In Cox, the Court held that a relationship other than employment is in principle capable of giving rise to vicarious liability provided certain conditions are met. First, harm must be wrongfully done by a person who carries on activities as an integral part of the business or operation carried on by the Defendant for its benefit and second, the risk of a wrongful act being committed must be caused by the Defendant assigning activities to the person in question.
In Mohamud, the Court traced the history of the development of the law of vicarious liability and concluded that there is nothing wrong with the close connection test properly applied. In a case such as this the court is to ask itself two questions, firstly, what field of activities was entrusted to the employee or what was nature of job, which is to be answered broadly. Secondly, whether there was sufficient connection between the field of activities carried out by employee for it to be just for the employer to be responsible.

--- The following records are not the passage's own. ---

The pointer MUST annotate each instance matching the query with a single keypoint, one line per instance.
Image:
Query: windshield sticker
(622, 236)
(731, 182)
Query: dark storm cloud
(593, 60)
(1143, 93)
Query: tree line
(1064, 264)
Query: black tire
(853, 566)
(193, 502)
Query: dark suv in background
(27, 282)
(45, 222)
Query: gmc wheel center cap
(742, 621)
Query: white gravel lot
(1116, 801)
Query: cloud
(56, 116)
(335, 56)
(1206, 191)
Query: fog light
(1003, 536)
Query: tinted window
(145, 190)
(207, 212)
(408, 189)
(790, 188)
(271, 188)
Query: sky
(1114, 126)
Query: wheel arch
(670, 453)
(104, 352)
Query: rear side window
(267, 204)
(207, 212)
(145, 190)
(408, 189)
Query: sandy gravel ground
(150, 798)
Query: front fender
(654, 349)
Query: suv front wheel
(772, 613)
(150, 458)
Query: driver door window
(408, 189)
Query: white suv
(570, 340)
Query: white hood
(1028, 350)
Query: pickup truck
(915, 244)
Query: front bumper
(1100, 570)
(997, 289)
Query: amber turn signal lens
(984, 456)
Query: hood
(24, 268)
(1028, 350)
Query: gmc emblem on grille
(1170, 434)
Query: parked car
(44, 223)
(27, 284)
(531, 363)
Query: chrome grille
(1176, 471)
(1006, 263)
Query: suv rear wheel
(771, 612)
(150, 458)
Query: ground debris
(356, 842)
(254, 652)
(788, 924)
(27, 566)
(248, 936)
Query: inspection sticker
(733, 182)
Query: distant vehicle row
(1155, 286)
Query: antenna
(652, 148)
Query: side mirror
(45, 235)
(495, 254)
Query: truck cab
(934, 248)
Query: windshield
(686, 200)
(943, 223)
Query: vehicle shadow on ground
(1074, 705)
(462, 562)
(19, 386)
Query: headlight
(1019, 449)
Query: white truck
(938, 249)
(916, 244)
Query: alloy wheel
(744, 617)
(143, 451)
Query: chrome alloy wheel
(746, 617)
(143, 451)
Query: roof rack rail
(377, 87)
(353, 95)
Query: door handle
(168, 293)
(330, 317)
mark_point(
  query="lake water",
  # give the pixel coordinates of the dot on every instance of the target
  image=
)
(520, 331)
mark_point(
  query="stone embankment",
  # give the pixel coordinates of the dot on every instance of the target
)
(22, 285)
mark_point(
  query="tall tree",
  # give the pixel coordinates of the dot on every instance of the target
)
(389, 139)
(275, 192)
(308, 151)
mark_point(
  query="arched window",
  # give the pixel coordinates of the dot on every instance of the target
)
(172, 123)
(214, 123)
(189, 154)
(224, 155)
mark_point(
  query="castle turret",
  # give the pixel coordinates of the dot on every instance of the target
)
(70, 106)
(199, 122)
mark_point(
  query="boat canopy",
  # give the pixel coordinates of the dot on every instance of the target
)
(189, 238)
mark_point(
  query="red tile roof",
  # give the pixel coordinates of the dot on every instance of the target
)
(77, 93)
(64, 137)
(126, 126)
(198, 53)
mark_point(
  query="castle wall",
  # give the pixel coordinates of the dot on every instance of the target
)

In this case the violence was a re-enforcement of Mr Kahn’s order to leave the premises which was sufficiently connected to the job assigned to him that the employer should be held responsible.
The implications of this go beyond prisons as the Supreme Court has now accepted that vicarious liability can arise where there is no contract of employment but where activities are undertaken that are integral to the business. This approach may be relevant in the context of many modern work places where workers may be part of work force but without having a contract of employment with it.